Trotz der vom EU-Gipfel beschlossenen Denkpause will Regierungschef Jean-Claude Juncker die Luxemburger wie geplant am 10. Juli über die europäische Verfassung abstimmen lassen. Nach den jüngsten Umfragen könnte es auch im Großherzogtum zu einem Nein kommen.

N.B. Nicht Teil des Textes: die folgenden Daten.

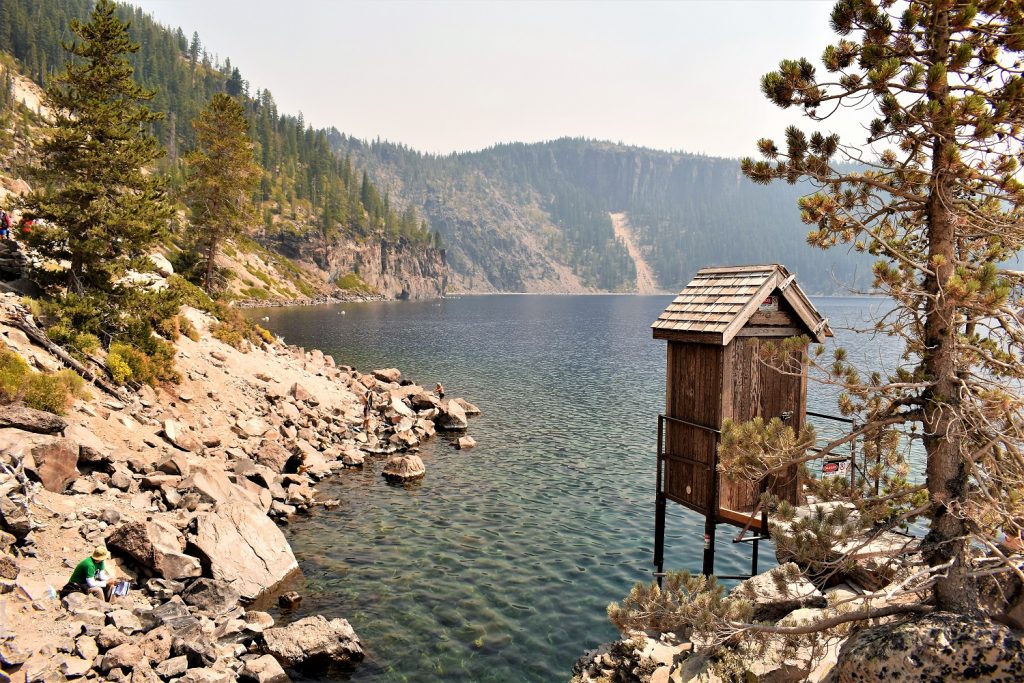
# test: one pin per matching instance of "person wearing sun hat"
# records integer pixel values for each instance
(89, 575)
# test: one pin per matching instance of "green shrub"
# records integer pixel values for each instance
(352, 283)
(13, 371)
(47, 392)
(152, 368)
(43, 391)
(120, 370)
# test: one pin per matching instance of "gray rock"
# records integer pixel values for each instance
(940, 646)
(122, 656)
(258, 622)
(110, 638)
(12, 654)
(110, 517)
(8, 567)
(299, 392)
(312, 643)
(467, 408)
(263, 670)
(207, 675)
(403, 468)
(55, 464)
(158, 547)
(86, 647)
(172, 667)
(143, 674)
(387, 374)
(73, 667)
(15, 518)
(352, 459)
(244, 548)
(124, 621)
(209, 595)
(29, 419)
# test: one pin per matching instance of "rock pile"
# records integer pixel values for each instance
(12, 260)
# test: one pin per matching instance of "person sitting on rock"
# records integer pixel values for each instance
(90, 575)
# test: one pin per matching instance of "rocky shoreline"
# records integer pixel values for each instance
(318, 300)
(183, 484)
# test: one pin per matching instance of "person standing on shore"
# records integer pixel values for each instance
(367, 409)
(90, 575)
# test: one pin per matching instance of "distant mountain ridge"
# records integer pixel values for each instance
(536, 217)
(516, 217)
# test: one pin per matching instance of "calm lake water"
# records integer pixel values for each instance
(500, 563)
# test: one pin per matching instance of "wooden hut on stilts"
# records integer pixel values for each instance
(713, 330)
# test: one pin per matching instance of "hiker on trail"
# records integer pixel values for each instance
(367, 408)
(90, 575)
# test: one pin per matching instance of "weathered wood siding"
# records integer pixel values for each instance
(693, 393)
(760, 390)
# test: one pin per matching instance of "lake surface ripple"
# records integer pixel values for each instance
(500, 563)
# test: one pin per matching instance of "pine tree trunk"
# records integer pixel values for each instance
(211, 257)
(946, 473)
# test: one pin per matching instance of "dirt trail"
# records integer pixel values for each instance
(646, 284)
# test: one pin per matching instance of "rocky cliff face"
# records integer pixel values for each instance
(393, 268)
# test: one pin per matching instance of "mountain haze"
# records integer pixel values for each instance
(517, 217)
(536, 217)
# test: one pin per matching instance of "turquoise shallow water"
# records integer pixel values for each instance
(500, 563)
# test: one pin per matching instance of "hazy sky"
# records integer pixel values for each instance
(455, 76)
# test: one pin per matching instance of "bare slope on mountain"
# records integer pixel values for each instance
(512, 214)
(645, 276)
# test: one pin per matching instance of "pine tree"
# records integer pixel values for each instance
(223, 176)
(103, 212)
(934, 195)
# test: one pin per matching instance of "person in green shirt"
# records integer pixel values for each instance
(89, 575)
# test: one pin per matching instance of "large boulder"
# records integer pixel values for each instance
(778, 592)
(29, 419)
(387, 375)
(468, 408)
(158, 547)
(453, 417)
(936, 647)
(313, 643)
(212, 596)
(179, 435)
(263, 670)
(404, 468)
(244, 548)
(14, 514)
(161, 265)
(55, 464)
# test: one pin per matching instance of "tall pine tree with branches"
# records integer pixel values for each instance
(934, 193)
(223, 176)
(936, 196)
(98, 208)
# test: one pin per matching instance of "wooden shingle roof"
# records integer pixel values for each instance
(716, 304)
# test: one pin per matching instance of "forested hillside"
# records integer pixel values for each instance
(513, 217)
(306, 189)
(688, 211)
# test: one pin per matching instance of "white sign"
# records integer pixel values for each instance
(836, 469)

Luxemburg - Die Parteien hätten sich geeinigt, es beim dem ursprünglichen Termin für das Referendum zu belassen, teilte der stellvertretende Außenminister Nicolas Schmit mit. Auch die Regierung wolle trotz der in Frankreich und den Niederlanden gescheiterten Referenden und der vom EU-Gipfel beschlossenen "Denkpause" am 10. Juli als Tag der Volksabstimmung festhalten. Endgültig wird morgen darüber im Parlament entschieden.

Juncker, dessen Regierung noch bis Monatsende den Vorsitz im EU-Ministerrat führt, hatte angekündigt, im Falle eines Scheiterns des Referendums zurückzutreten. Sollte Juncker bis zur morgigen Sitzung vom US-EU-Gipfel in Washington zurückgekehrt sein, werde er sich direkt an die Abgeordneten wenden, berichtete das "Luxemburger Wort" auf seiner Internetseite. Juncker werde dabei die Bedeutung unterstreichen, die dem Stimmverhalten der Luxemburger angesichts der schwelenden Krise innerhalb der EU zugemessen werde, zitierte die Zeitung Schmit.

Umfragen zufolge haben inzwischen aber viele Luxemburger Bedenken gegen die EU-Verfassung. Deshalb wird eine Ablehnung nicht mehr ausgeschlossen.